At home we’ve been using a hand-cranked ice cream machine. It’s on long-term loan from my father, who hasn’t used it himself since my mother died several years ago. I remember her making strawberry ice cream with it, using home-grown strawberries. We’ve tried a few other flavors at my house, but we keep coming back to a simple recipe for lemon ice cream. We first experienced it at my brother-in-law’s home in California a few years ago, at a memorable family reunion. He got the recipe from a distinguished family friend in Massachusetts, so it has a worthy pedigree. We threatened to hold a niece or nephew hostage, or something like that, until my brother-in-law shared the recipe.

The formula is still closely guarded, rather like the secret recipes of major cola drinks and fried chicken franchises. My mentioning it in connection with this article caused my teenage daughter to threaten my life, if I published the recipe.

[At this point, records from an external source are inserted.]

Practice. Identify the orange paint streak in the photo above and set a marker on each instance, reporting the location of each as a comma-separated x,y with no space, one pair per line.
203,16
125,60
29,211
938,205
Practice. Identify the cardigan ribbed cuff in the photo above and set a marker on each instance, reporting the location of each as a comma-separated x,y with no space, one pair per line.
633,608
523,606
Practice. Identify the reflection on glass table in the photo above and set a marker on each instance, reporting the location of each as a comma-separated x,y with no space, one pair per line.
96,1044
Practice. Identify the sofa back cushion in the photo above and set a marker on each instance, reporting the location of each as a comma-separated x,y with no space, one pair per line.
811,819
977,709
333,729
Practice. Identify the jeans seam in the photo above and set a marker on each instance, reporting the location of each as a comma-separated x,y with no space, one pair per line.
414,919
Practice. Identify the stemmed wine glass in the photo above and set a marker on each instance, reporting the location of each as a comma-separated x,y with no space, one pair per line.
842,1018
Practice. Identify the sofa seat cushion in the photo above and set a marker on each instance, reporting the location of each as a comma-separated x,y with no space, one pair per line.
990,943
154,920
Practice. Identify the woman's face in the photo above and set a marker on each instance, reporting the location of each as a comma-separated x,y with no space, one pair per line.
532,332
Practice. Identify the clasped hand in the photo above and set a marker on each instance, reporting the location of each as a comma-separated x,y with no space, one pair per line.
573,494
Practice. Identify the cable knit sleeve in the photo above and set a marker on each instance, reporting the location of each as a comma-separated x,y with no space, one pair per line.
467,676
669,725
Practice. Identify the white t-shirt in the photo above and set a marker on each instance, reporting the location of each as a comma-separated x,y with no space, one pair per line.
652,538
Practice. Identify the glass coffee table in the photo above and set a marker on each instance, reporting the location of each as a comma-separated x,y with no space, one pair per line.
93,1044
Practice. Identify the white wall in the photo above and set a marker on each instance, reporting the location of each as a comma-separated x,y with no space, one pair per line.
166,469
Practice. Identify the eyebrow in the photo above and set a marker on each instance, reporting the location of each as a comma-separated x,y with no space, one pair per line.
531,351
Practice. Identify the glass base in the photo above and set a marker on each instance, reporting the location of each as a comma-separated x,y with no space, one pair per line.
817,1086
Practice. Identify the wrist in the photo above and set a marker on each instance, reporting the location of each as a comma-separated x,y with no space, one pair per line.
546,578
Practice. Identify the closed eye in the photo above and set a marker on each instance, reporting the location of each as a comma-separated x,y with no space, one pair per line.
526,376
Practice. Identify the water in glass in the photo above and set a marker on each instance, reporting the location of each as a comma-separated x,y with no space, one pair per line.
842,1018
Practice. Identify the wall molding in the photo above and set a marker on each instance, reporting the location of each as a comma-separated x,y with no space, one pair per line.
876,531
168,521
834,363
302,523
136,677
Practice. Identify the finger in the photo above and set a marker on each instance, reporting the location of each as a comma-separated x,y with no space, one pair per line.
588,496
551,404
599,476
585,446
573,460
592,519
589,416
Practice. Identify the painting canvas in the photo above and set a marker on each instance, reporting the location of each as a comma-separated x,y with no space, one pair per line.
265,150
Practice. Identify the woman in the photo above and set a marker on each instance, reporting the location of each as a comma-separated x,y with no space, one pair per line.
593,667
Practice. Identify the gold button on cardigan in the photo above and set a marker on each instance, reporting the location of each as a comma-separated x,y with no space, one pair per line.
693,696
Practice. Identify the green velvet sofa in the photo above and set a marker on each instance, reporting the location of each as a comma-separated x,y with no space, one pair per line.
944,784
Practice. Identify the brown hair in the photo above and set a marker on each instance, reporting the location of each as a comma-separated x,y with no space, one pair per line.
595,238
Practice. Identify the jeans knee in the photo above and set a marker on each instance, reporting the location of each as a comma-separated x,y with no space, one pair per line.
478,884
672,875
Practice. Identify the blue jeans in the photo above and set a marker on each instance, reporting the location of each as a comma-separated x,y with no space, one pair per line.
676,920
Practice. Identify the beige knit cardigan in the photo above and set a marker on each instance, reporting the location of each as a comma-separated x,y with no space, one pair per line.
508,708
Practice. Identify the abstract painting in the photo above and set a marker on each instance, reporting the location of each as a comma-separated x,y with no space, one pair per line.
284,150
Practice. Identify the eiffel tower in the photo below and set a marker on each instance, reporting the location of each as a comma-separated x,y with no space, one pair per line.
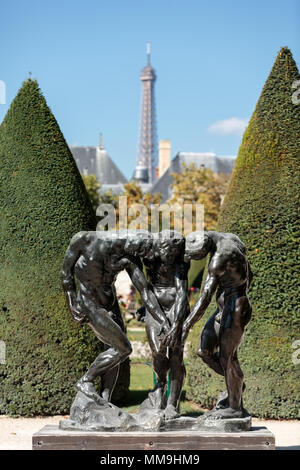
147,147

So if you want to try it, I guess you’ll have to get yourself invited to one of my family’s celebrations. My unscientific homemade ice cream poll of Facebook friends yielded the following results:

  1. Vanilla is very popular, in part because of all the fun things you can put in it or on top of it.
  2. Fresh peach, fresh raspberry, and fresh strawberry ice creams get high marks.
  3. Hand-cranked wins by a nose over electric, but electric is better for — swoon! — “keeping the freezer full,” which is a cherished and enviable tradition in the family of a young lady to whom I used to pass notes in my tenth-grade English class.
  4. I hesitate to report that, apparently, the right combination of bananas and strawberries, blended and put in the freezer for a couple of hours, has the texture of ice cream “without the calories or the lactose.”

Ice cream purists, please don’t judge the source of that last item harshly. She’s a very good person.

ice cream makerLook up the history of ice cream at Wikipedia, and you’ll see that they trace it to a grape snow cone that was popular in the ancient Persian Empire. Many centuries later, it may have been the Arabs who pioneered the use of milk and made ice cream a commercial product in the 10th Century. In my hemisphere, Benjamin Franklin, George Washington, and Thomas Jefferson are known to have served and eaten ice cream regularly.

My other favorite summer flavors are travel and a good book, not necessarily in that order. So here’s a concluding scoop of Mark Twain’s The Innocents Abroad, a rather jaded account of visiting Odessa:

We were only to stay here a day and a night and take in coal; we consulted the guide-books and were rejoiced to know that there were no sights in Odessa to see; and so we had one good, untrammeled holyday on our hands, with nothing to do but idle about the city and enjoy ourselves. We sauntered through the markets and criticised the fearful and wonderful costumes from the back country; examined the populace as far as eyes could do it; and closed the entertainment with an ice-cream debauch. We do not get ice-cream every where, and so, when we do, we are apt to dissipate to excess. We never cared any thing about ice-cream at home, but we look upon it with a sort of idolatry now that it is so scarce in these red-hot climates of the East. (Chapter 36)

An “ice cream debauch” would definitely win points with my family. I may have to pick up some cream and a bag of ice on my way home tonight.